30 March 2005

Tip: New use for Bart's PE

Users of Windows XP may be familiar with Bart's PE, which is a free utility that builds a bootable CDR that can operate as a maintenance OS for stricken XP systems.

Like CDR-booted Linux, a Bart's PE CDR can support USB sticks, but only as long as they are present when the CDR boots up. It won't detect a USB stick inserted mid-session.

A less-obvious use of a Bart's PE CDR is as a means of trasferring material between older versions of Windows with poor native support for USB sticks, and such sticks. For example, let's say you carry around your latest updates and anti-malware tools on a USB stick, but are confronted with a Win98 PC in the field. Either you don't have your USB stick's driver CD-ROM with you, or you don't want to pollute that PC with drivers for a device it will never see again.

So you can insert the USB stick, then boot that PC off Bart's PE CDR. Using that OS's native support for USB sticks, you can do the transfers that way.

Today's links for Win98 / IE 6 users:

http://www.frankprovo.com/win98ie6filesproblem.htm

http://support.microsoft.com/Default.aspx?kbid=260723

I may have more on the issue referred to in the first link in a day or few!

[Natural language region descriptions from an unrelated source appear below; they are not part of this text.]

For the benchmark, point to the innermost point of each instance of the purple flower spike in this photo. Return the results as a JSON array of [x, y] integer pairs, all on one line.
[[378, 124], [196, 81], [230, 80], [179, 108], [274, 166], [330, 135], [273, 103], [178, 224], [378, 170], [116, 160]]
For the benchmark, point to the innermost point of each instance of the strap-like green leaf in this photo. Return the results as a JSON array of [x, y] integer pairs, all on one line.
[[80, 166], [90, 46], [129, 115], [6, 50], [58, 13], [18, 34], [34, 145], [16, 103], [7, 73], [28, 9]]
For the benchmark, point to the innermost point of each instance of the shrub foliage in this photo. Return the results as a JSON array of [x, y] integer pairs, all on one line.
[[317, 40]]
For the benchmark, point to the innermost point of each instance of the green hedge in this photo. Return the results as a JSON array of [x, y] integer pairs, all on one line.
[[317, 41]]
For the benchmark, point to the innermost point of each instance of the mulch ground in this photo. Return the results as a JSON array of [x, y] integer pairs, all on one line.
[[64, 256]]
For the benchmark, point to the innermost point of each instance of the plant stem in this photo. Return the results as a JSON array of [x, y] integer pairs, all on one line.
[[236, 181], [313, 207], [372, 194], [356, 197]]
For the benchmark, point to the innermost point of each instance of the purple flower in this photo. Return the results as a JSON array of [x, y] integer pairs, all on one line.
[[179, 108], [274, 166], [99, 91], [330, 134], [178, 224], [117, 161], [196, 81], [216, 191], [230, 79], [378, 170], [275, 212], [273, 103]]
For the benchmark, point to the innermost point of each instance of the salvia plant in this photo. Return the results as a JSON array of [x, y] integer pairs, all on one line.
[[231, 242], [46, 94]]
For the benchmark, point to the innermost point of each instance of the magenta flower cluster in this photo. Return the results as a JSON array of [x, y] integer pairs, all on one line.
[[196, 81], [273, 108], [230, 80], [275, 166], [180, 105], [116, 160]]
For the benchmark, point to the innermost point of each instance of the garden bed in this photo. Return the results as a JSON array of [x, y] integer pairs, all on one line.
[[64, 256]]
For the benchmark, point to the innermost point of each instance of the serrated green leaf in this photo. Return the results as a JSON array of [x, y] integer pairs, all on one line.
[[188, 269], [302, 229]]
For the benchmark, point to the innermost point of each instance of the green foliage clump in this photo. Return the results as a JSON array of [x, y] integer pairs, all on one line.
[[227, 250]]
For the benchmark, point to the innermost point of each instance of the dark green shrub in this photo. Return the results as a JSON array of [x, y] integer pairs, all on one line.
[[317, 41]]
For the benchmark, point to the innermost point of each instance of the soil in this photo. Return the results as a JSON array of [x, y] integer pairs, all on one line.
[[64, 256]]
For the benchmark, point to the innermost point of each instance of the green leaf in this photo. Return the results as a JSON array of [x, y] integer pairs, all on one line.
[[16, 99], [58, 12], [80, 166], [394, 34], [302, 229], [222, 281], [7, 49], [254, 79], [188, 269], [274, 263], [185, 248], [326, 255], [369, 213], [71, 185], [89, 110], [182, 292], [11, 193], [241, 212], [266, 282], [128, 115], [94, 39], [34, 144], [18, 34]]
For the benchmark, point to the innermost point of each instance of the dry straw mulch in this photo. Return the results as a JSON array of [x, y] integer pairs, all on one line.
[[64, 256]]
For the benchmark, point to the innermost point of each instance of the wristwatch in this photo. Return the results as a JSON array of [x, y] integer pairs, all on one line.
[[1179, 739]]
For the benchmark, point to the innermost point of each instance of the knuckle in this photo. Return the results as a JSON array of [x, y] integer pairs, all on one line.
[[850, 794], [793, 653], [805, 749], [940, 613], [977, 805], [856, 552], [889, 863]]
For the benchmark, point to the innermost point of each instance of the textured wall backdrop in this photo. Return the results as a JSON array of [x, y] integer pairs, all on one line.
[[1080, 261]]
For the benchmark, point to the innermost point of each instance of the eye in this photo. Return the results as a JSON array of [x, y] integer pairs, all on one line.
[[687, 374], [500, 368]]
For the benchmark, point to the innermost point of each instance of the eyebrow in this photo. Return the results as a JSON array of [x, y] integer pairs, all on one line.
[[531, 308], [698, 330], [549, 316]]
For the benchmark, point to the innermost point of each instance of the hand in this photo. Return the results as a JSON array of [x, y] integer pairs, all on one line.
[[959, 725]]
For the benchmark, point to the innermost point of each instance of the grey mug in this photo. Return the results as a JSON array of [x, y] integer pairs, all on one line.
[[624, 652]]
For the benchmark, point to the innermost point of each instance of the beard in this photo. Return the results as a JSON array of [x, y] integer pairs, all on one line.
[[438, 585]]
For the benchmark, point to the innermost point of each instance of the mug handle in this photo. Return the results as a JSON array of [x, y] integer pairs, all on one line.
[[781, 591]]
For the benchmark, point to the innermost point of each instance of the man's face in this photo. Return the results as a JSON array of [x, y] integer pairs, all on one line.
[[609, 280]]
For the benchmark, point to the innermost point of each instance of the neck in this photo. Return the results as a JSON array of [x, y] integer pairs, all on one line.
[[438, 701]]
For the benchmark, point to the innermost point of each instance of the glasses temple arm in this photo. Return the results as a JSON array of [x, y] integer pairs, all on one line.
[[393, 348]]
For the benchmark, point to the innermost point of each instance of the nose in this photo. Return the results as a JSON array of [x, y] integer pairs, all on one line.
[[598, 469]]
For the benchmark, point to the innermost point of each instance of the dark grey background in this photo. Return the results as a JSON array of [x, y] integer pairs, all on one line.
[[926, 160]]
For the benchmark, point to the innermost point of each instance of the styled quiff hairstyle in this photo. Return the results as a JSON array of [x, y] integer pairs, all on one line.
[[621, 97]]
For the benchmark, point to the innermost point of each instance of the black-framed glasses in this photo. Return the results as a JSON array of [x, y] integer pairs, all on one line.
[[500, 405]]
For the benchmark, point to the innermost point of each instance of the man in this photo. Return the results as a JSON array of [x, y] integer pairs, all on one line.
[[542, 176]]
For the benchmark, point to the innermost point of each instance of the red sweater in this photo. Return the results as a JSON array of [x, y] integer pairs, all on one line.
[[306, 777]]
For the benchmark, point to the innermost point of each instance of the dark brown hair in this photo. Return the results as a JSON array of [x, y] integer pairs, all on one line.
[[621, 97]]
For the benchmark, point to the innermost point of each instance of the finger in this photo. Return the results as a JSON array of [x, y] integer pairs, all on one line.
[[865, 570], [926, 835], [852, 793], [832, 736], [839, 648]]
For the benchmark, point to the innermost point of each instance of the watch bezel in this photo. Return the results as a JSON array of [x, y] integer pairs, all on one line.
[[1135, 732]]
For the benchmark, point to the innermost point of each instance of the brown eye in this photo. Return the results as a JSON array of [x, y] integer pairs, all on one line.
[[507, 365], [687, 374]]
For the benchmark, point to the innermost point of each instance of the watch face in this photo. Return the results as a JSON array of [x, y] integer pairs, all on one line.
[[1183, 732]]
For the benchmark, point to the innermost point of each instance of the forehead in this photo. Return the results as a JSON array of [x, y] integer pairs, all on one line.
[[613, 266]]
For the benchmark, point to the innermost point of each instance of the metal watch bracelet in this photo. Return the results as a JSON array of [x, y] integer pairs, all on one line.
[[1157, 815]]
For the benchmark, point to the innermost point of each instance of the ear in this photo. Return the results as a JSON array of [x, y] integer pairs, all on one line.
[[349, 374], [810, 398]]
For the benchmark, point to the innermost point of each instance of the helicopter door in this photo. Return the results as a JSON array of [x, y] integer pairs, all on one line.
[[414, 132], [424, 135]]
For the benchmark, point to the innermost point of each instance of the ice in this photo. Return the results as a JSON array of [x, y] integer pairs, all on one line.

Today's remembered music albums are a beautifully depressing pair: Lou Reed's "Berlin", which I regard as a singular achievement that puts him up in the firmament even if he did nothing else, and Nico's "The End". Though what we played at tonight's Bridge was an album by The Mediaeval Baebes, as no-one felt like getting depressed :-)

1 comment:

IT-Helper said...

I use BART PE as a system recovery here at work... and it has saved many peoples hard drives (harddrive was fine, but unbootable.)